Comparison of thrombin biomarkers and activated protein C in patients with cerebral venous sinus thrombosis and splanchnic vein thrombosis

 

Introduction: Compared with VTE in typical sites, the pathomechanism of atypical thromboses are less understood. A recent retrospective analysis revealed that, compared with typical site VTE, splanchnic vein thrombosis (SVT) and cerebral venous sinus thrombosis (CVST) both share an increased rate of the F2 20210G>A mutation [1]. In order to comparatively characterize the prothrombotic state in SVT, CVST, and typical site VTE on a molecular level, biomarkers of thrombin formation and activated protein C (APC) were studied.

Method: The study population included patients with SVT (n=30), CVST (n=31), and typical site VTE (deep vein thrombosis of the lower extremity and/or pulmonary embolism, n=31) who were not on therapeutic anticoagulation at the time of analysis. Thrombin formation was assessed by measurement of prothrombin fragment 1+2 (F1+2) and thrombin-antithrombin complex (TAT) levels. Plasma levels of APC were measured using an oligonucleotide-based enzyme capture assay. Additionally, D-dimer levels were measured.
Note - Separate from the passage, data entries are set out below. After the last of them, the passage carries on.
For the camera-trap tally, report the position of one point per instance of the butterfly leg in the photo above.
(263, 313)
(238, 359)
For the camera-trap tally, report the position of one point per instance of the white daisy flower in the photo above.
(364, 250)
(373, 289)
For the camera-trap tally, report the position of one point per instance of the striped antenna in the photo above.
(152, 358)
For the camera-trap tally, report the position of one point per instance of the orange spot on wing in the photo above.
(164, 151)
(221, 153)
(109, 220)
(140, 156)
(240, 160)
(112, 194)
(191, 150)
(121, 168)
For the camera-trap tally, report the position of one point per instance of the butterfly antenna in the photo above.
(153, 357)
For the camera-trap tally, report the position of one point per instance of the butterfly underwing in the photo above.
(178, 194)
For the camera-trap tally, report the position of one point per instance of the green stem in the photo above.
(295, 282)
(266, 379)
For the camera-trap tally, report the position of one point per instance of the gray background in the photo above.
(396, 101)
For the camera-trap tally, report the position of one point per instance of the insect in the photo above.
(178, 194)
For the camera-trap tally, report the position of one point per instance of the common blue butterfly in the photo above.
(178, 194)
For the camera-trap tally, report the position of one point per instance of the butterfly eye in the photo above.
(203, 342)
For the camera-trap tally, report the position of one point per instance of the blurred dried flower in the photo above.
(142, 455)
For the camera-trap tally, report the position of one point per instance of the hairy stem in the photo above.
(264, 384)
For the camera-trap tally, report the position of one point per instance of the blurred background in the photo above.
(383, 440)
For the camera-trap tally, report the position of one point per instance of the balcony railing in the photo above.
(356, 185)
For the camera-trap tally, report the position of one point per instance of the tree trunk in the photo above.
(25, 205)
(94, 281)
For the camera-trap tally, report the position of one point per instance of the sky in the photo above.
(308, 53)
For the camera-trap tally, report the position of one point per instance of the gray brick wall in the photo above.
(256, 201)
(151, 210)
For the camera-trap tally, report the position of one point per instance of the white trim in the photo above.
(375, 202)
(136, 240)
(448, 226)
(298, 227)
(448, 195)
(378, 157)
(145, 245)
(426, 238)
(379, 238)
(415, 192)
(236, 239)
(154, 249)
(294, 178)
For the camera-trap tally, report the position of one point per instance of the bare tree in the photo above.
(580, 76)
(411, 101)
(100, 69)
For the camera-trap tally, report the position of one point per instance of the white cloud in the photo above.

Results: With median (interquartile range) levels of 302 (193-489) versus 173 (125-243) pmol/L, F1+2 in the SVT cohort was higher than in the typical site VTE cohort (p=4x10^-4), whereas the differences between both groups and the CVST cohort (208; 177-295 pmol/L) did not reach statistical significance (p=0.052 respectively p=0.109). Median plasma levels of TAT remained below the lower limit of quantification of 21.3 pmol/L in all three cohorts. D-dimer levels also were higher in the SVT cohort than in the CVST and typical site VTE cohorts, with 0.53 (0.29-0.78) versus 0.29 (0.20-0.33) µg/ml (p=0.001) respectively 0.33 (0.22-0.50) µg/mL (p=0.013), but did not differ between patients with CVST and typical VTE (p=0.362). APC did not differ between the three cohorts (Kruskal-Wallis test p=0.296) with median levels of 1.04 pmol/L in the SVT cohort, 0.79 pmol/L in the CVST cohort, and 0.80 pmol/L in the typical site VTE cohort.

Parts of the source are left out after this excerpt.